There are specific qualifications for a space to be called a museum, said Chamber President Jana Kramberger, including temperature regulations and safety requirements for the items on display. Because of those issues, she said the cottage would be an area to show photos, maps and artifacts from Kingston’s history, but not a museum per se.
“Basically we brought it up at the meeting we had last Wednesday, and the other two commissioners said it was a good idea, but they would wait to see if other people ponied up,” said Port of Kingston Commissioner Pete DeBoer. Waggoner and DeBoer are both hoping the new chamber location will forge a stronger link between the two entities. “We don’t want to wind up funding the whole thing.
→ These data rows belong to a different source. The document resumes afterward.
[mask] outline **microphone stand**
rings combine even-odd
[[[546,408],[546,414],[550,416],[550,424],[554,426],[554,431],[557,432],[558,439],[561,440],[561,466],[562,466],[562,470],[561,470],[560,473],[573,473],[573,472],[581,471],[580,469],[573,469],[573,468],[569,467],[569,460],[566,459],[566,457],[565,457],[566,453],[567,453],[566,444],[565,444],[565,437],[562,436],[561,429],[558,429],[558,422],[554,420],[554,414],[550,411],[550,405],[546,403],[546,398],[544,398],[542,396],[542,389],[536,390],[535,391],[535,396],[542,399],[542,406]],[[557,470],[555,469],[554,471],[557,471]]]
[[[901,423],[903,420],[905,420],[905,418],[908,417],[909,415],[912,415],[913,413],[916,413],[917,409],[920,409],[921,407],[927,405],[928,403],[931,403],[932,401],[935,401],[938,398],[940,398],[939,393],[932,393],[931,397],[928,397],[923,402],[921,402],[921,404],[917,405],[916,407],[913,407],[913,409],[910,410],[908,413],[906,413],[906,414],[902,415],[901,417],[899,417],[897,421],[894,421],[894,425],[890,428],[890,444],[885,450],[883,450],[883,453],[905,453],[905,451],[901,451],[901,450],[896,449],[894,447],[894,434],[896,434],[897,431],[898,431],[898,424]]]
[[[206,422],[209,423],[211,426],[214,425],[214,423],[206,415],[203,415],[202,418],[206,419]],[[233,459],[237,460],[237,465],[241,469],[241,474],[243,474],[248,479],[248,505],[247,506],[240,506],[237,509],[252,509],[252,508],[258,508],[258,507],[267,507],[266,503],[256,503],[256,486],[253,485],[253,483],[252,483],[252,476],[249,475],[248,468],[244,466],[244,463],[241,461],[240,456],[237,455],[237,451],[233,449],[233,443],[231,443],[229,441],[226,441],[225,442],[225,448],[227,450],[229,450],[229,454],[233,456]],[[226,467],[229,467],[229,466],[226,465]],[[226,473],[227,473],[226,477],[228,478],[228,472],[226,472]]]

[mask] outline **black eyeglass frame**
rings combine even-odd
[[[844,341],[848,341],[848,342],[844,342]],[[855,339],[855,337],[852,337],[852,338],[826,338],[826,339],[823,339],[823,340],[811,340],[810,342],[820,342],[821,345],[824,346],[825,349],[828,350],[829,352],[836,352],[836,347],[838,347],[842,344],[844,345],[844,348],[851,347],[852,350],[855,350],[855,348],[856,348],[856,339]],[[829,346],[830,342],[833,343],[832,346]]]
It’s a start, but I don’t think at the end of the game, it will be the museum to the end of eternity.”
Waggoner said so far the chamber, the Kingston Stakeholders, the Kingston Revitalization Association, the Downtown Kingston Association, the port, Kingston Kiwanis and several individuals have pledged money to help acquire the cottage space.
“It would give us a lot more visibility,” Kramberger said. “A lot of people don’t know we’re in the community center, even though we’ve been there for two years. Some members don’t even know we’re there… We’re hoping to get groups involved. There’s been an amazing amount of support already.”